Modern Buddhism
Here, Doctor, take these scissors… cut
My most exceptional persona…
Who cares if vermin should englut
My heart completely when I die?!
Alas! A vulture has alighted on my fate!
And the aquatic diatomaceae thither…
Their capsulated cryptogam will wither
On contact with that right hand’s weight.

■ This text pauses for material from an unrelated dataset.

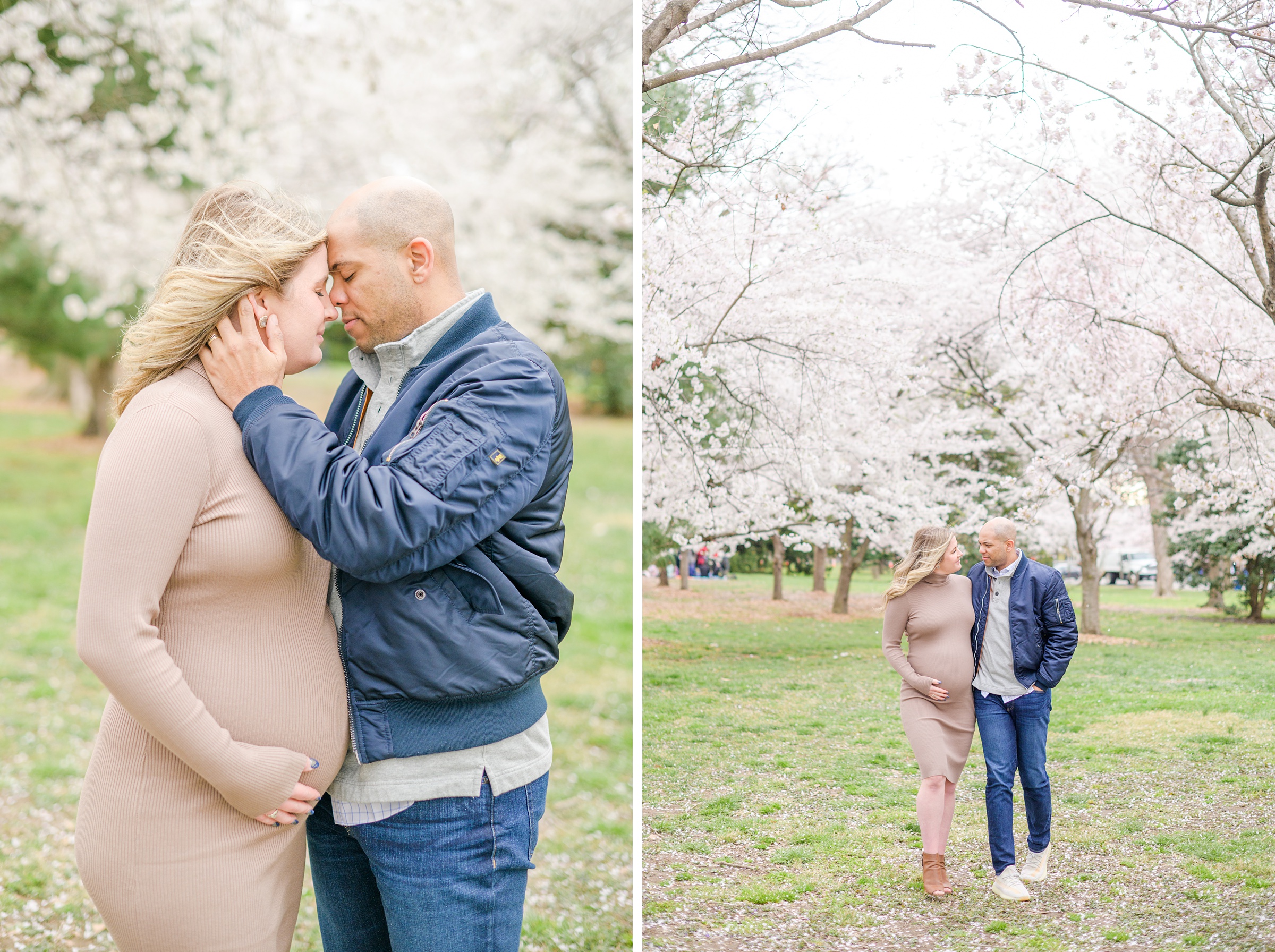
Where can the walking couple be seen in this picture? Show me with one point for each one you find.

So let my life disintegrate
The same as a decaying cell
A barren egg, aberrant birth;
But let this aggregate of longings dwell
and knock on the perpetual bars
Of the last line I write on earth!
A philosopher’s agony
I read the Phtah-Hotep, I read the obsolete
Rig-Veda. Yet nothing gives me rest…
The Unconscious haunts me and I swirl possesed,
Restless harmattan in aeolian rage!
I’m witness here to an insect’s death!…
Alas! Now all phenomena of earth
From pole to pole seem to make real
Anaximader of Miletus’s ideal!
Atop the heterogeneous hieratic areopagus
Of Ideas I wander, a lost magus,
From Haeckel’s soul to souls of Cenobites!..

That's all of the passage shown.